Nancy Flowers, Evanston's community health division manager, said she had contact with Bernstorff but was not allowed in the home until last week, when she reported the case to police. Bernstorff, now at a nearby nursing home, is doing "just fine," Flowers said.
Margaret Bernstorff's attorney, Eric Parker, said she is cooperating with police.
"She's a nice lady. She's led a very private life. She wants her privacy respected," he said.
Officials at the facility where Bernstorff is staying said she was not up to speaking with anyone.
By all accounts, none of the four Bernstorff siblings ever married or had children.
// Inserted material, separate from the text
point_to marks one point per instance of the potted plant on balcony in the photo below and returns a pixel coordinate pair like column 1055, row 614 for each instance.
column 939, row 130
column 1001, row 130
Their parents, Frank and Lilian, died decades ago. Margaret Bernstorff was most recently seen out at a Fourth of July block party, and she occasionally gardened in her yard. But neighbors said they never saw anyone visit the home, and it was rare for anyone outside the family to cross its threshold.
Al Redmond did odd jobs from time to time for Margaret Bernstorff and rented garage space from her.
He said he went inside the home only once and saw stacks of old newspapers piled up -- in some cases to the ceiling -- in every room.
"She usually never let me in," Redmond said. "I just assumed she was embarrassed because of the way things were in there."
He said Bernstorff sometimes walked with a cane, and he offered on occasion to drive her to a doctor, but she always refused.
Flowers, Parker and police declined to comment further on her case.
The family moved into the Evanston home in the 1920s, when Bernstorff's father was a professor of German studies at Northwestern University.
Neighbors said Bernstorff is a "sweet" woman who would smile and make small talk and thank them for kind deeds by bringing them flowers from her garden.
"She was very reclusive," said neighbor Patricia Krafft, who has lived on Judson Avenue since 1960.
On Halloween, Bernstorff passed out crackers to trick-or-treaters. A neighbor said he sent his son over with candy so she could hand that out instead.
Berdes, the assistant professor of medicine, said that Americans generally place a high value on independence and that senior citizens can carry that too far for fear of being placed in a nursing home.
"It's a very sad, very extreme case," she said.